Speaking of Spiritual Healing I tell all my friends turning 30 to hire a therapist, learn a SOZO lifestyle, and go to RTF. (We haven’t been to Restoring the Foundations, but it has been life changing for several people I know. We just need to save the money and find the time off work!) I feel like 30ish is the age when you can’t fake it any more without major damage. That is the point where if you continue to stuff the pain and misunderstandings from childhood, you will self-destruct or spend a lifetime hurting other people unintentionally. Sometimes I look at my kids and their friends (especially the teenagers) and think, “These are the things you’re going to tell your therapist about.” The truth is, no matter how well I do this mom thing, they are going to have baggage. If I do it all right (and I don’t, as shown in the previous paragraphs) they will spend their lives comparing either themselves or their wives to me, and that will be a disaster. If I protect them from all the things that caused me pain, they will just find something else to be hurt by. So, there is a balance between hands-off parenting and wrapping them in bubble wrap that can only be achieved by listening to the Holy Spirit as often as you can remember that He is always with you, every moment.

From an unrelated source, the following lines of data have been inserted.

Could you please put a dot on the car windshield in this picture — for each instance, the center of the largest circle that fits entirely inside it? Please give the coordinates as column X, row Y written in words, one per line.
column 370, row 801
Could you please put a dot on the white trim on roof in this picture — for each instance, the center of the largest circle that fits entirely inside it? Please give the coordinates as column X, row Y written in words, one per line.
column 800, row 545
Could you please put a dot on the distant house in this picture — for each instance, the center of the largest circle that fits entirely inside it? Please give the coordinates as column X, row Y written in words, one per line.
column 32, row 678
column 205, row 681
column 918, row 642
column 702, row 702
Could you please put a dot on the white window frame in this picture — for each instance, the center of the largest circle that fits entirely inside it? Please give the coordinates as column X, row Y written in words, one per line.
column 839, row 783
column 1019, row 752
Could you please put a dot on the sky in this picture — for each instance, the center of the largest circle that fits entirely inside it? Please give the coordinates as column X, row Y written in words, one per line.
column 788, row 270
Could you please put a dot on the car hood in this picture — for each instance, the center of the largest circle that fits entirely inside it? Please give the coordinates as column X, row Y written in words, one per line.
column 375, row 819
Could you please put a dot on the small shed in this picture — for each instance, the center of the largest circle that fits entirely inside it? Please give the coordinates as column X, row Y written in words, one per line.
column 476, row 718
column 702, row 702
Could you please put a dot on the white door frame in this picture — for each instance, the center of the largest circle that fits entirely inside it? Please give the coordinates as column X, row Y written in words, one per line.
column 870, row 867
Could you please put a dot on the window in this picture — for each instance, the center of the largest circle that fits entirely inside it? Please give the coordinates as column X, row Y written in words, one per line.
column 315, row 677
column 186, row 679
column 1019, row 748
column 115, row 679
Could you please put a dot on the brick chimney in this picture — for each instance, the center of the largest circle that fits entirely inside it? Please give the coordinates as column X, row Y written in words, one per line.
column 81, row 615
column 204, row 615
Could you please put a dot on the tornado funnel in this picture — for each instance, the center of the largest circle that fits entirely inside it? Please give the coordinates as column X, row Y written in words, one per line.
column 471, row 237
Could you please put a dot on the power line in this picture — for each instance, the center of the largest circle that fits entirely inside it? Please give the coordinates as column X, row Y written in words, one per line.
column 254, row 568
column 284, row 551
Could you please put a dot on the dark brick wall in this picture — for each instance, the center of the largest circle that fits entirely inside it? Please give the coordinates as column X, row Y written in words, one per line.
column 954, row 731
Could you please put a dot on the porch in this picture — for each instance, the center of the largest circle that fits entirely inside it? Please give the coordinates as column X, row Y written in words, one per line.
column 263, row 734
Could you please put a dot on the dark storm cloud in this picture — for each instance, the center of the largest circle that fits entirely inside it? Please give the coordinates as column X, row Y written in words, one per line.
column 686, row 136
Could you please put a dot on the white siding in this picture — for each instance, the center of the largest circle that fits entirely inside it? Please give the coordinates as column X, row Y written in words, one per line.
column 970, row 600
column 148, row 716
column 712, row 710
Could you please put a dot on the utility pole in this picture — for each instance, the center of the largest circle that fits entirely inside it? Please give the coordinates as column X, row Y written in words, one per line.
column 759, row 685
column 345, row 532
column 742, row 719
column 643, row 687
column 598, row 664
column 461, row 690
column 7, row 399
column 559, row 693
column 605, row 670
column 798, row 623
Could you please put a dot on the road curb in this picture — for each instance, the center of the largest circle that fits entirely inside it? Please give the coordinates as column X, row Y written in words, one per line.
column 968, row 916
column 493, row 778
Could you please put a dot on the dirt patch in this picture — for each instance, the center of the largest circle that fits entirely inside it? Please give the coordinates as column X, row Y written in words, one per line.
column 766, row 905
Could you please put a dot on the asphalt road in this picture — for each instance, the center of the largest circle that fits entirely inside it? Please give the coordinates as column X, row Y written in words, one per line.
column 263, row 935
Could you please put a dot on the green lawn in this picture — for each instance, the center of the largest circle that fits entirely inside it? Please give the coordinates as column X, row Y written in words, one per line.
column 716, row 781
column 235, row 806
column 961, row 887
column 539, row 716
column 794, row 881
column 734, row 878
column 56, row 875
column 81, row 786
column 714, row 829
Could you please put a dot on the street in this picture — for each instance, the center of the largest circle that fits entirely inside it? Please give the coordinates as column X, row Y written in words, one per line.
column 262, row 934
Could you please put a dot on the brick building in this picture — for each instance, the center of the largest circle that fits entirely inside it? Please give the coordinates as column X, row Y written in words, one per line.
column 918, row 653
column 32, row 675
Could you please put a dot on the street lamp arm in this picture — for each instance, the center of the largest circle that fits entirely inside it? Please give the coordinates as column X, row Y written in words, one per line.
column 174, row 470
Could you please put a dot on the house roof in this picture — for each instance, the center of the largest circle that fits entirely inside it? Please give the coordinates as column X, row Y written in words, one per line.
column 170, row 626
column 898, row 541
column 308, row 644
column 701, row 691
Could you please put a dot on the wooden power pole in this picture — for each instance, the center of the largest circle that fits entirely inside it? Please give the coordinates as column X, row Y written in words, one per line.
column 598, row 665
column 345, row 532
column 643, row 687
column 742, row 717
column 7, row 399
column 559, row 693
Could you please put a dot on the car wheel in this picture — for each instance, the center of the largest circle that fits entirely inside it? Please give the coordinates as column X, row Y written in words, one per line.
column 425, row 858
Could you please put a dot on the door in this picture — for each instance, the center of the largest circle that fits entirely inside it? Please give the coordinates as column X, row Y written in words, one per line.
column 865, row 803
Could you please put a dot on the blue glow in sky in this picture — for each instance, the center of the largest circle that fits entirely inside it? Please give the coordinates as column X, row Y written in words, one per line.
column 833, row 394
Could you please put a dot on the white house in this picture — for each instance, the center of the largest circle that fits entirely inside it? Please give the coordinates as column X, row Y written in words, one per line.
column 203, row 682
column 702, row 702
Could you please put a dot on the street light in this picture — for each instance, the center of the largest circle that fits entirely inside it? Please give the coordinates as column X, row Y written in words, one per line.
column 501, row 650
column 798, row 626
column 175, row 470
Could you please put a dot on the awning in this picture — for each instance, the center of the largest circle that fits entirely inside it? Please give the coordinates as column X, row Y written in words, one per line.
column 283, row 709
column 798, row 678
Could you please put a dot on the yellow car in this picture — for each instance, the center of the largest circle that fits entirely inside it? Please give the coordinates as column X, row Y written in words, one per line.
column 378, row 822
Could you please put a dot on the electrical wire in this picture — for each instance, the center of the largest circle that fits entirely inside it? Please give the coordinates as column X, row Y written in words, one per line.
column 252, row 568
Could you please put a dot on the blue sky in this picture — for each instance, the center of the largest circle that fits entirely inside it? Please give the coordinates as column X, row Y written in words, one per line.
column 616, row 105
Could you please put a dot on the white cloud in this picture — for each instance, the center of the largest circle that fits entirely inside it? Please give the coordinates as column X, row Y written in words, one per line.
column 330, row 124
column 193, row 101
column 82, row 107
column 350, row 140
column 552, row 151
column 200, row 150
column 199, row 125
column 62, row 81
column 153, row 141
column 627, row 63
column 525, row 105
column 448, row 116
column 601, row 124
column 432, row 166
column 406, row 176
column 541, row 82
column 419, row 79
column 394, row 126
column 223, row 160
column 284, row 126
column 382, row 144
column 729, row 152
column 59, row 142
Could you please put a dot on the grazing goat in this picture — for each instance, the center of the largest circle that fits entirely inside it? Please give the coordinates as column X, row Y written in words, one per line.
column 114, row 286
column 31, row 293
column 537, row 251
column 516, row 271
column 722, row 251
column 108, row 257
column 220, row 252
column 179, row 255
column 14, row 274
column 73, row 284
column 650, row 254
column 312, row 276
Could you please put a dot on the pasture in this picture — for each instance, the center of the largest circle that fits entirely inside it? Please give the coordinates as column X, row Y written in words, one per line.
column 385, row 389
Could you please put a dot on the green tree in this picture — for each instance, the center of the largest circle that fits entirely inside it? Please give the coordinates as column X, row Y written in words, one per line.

Tonight I taught the kids at GUMC. I shared my favorite Bible testimony. I love hearing about Gideon. Gideon didn’t have a clue who God created him to be. He didn’t have faith in himself, and he didn’t believe God had an answer for the struggles his family was facing, but God… Gideon learned that he can hear God, all the time. He learned to obey his voice, and he had victory in life. Not because of his strength or intelligence or charisma, but because of his humility and obedience. I had the kids chant two things for me tonight: 1. I can hear God. 2. When things look impossible, God can take care of it. That’s true of cancer, that’s true of abandonment, that’s true of huge mistakes you don’t know how to overcome. That’s true for adults too. We can hear God, and when things look impossible, he has it all under control. Take a few minutes. Chant it under your breath. If you really get brave, yell it out loud over and over like my 10 little warriors did tonight. Luke 1:37 For nothing will be impossible with God.